Erano nell’aria, sono arrivate appena terminato l’incontro tra “Parsitalia” (la società costruttrice di Luca Parnasi) e la giunta comunale: Paolo Berdini si è dimesso. Il timing tra le parole del vice-sindaco Luca Bergamo: “una revisione del progetto che ha dei caratteri fortemente innovativi”, e le dichiarazioni dell’ex assessore:
“mentre le periferie sprofondano in un degrado senza fine e aumenta
l’emergenza abitativa, l’unica preoccupazione sembra essere lo stadio
della Roma”, è tutto fuorché causale. E’ la resa di fronte al potere
palazzinaro. E’ la definitiva normalizzazione di un movimento politico
che chiude ad ogni ipotesi di alternativa politica cittadina. E’

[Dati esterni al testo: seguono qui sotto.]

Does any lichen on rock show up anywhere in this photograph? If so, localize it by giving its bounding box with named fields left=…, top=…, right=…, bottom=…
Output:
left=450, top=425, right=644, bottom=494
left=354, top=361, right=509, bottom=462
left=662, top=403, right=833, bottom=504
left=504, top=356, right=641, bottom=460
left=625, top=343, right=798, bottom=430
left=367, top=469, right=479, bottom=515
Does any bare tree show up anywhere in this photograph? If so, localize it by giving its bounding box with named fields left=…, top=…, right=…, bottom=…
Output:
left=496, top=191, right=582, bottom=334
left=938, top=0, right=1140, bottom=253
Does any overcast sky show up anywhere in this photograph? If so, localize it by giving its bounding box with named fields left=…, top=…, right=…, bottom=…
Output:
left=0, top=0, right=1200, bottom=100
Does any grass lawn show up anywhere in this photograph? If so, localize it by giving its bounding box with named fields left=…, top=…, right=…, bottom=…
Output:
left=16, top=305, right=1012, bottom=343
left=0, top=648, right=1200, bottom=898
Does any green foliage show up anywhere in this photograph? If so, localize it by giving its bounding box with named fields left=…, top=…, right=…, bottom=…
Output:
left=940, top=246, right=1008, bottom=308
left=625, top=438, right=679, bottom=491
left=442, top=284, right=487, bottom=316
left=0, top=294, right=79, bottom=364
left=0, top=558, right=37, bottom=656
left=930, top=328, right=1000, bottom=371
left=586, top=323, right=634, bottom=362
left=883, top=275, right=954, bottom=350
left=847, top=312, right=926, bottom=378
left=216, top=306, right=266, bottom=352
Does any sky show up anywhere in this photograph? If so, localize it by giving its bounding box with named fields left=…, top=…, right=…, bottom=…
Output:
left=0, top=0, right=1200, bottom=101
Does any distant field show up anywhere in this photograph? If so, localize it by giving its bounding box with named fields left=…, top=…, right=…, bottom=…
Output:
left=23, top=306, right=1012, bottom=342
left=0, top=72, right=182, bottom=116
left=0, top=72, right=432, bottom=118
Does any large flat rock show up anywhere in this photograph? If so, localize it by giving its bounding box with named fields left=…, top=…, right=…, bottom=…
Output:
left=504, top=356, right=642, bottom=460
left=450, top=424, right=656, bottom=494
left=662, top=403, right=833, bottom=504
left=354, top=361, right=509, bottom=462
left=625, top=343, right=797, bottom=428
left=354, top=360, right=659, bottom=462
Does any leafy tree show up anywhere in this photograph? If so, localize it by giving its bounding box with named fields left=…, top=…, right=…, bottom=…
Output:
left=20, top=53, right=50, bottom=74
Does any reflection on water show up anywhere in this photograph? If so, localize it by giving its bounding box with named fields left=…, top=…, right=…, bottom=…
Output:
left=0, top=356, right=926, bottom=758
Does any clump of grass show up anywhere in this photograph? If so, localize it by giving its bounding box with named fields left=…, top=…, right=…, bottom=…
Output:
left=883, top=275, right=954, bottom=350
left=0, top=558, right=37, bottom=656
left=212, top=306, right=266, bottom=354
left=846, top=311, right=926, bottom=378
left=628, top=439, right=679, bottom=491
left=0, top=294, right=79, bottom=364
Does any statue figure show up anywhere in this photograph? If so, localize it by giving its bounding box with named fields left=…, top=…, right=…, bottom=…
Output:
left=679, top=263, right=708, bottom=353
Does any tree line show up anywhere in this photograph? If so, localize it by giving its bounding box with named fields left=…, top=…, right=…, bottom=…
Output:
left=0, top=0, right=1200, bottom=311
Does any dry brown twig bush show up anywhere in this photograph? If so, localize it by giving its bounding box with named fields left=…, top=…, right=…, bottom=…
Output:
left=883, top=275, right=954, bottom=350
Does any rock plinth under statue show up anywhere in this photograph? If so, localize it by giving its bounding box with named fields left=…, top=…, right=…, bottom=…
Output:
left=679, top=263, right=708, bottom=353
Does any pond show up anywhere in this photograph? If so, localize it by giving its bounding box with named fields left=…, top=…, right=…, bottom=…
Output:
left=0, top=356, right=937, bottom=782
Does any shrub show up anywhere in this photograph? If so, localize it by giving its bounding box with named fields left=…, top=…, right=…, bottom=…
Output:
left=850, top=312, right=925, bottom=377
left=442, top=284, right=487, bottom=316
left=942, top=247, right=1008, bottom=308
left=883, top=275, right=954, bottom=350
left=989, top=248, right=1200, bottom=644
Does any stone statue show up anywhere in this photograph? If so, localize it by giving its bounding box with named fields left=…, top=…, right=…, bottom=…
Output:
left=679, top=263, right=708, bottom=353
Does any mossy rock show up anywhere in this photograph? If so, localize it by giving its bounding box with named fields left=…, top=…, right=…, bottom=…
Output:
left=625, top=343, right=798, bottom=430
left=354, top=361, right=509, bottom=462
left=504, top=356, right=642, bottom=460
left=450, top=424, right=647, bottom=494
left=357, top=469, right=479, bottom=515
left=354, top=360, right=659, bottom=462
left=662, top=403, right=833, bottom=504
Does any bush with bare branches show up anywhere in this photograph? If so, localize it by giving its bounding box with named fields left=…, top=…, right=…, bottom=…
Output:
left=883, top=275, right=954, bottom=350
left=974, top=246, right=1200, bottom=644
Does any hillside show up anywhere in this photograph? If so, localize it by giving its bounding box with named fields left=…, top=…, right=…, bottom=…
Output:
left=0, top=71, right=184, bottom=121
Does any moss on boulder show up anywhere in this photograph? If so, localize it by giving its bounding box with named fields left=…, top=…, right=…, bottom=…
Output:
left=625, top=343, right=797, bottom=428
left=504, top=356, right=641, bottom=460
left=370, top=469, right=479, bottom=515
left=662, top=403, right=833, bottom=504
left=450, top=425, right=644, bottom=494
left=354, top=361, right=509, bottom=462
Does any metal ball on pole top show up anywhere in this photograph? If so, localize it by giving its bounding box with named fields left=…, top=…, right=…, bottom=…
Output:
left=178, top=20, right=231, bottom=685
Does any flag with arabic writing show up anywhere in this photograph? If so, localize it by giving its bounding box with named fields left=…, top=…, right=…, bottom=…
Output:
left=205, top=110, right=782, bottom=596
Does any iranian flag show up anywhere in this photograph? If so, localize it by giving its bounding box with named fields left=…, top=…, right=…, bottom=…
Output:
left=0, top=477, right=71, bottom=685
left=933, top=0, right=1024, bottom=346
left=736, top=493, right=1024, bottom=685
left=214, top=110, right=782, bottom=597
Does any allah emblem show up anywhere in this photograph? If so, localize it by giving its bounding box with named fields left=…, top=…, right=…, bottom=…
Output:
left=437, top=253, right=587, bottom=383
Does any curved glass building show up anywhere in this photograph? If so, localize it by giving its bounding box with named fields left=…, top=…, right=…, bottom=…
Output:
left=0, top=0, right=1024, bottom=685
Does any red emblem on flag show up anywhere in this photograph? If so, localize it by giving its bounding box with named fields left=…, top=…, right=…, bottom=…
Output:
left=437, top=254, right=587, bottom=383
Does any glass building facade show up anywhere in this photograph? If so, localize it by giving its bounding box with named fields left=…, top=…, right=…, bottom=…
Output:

l’eterno ritorno dell’uguale. Scriveva Antonio Cederna, nel 1953, nel
suo celeberrimo articolo sui Gangster dell’Appia: “In
prossimità della via Appia e dell’Ardeatina sorgerà una fascia di
«villini» e di «villini signorili» a quattro piani, quindi una fascia di
«palazzine» a cinque e sei piani, quindi verso la via Cristoforo
Colombo un ampio agglomerato a costruzione intensiva, con edifici di
almeno otto piani, per un’altezza massima di ventotto metri.
A parte i consueti abusi, come l’aumento dei piani grazie ai finti
seminterrati, gli attici «arretrati», ecc., il nuovo quartiere incomberà
ad altezze scalate sulla via Appia, divenuta misero budello ai suoi
piedi, tanto più che essa in quel tratto è a quota 16-18, mentre il
terreno del nuovo quartiere arriva a quota 30-40. Qualche esigua e
frammentaria zona di rispetto «assoluto» (un centinaio di metri sulla
carta) e di rispetto «con particolar ilimitazioni», servirà soltanto ad
attestare l’ipocrisia dei progettisti”.
Replicherà, due anni più tardi, Manlio Cancogni nel suo altrettanto celebre Capitale corrotta, nazione infetta: “Se
Roma non ha sviluppo industriale la colpa è di chi specula sulle aree;
se ventottomila famiglie vivono nelle baracche della Tuscolana, della
Prenestina o del Campo Parioli, la colpa è degli speculatori sulle aree;
ma se trecentomila famiglie di professionisti, commercianti, impiegati,
operai pagano affitti sproporzionati alle loro possibilità o vivono in
case vecchie, sovraffollate, sprovviste di comfort moderni, la colpa è
degli speculatori delle aree”. E così via, da Italo Insolera a Vezio De
Lucia, da Ludovico Quaroni a Leonardo Benevolo. Il ratto di Roma, sempre
uguale a se stesso, sempre giustificato dall’affannosa rincorsa alla
modernità, dal mito dello sviluppo senza progresso, del lavoro senza
occupazione, dei profitti senza dignità.
Nonostante questa giunta sia politicamente morta da mesi, da quando,
cioè, il M5S ha deciso di sacrificare Roma al suo interesse elettorale
nazionale, queste dimissioni ne segnano la pietra tombale. Non è in
discussione la qualità di Berdini, come uomo, come urbanista o come
politico. Non è in discussione neanche il suo operato come assessore in
questi otto mesi. Ribadiamo il nostro scetticismo in chi si presentava
come portavoce degli interessi della città popolare e si è comportato in
maniera diametralmente opposta. Ma l’argine che, nonostante tutto,
Berdini rappresentava alla completa normalizzazione dell’attuale giunta,
era un argine oggettivo. Non viene sostituito un assessore per la sua
incompetenza o ingenuità: si sostituisce un’idea di città ad un’altra.
E’ la città dei Parnasi, dei Caltagirone e dei Toti; dei Marchini e
degli Scarpellini; la città del Mezzaroma e dei Bonifaci, degli
Armellini e dei Caporlingua a trionfare, ipotecando il corso politico
dell’ennesima giunta commissariata dal mattone. Nel silenzio delle inchieste a orologeria e del gossip giornalaro, oggi Roma si sveglia più povera e con meno speranze.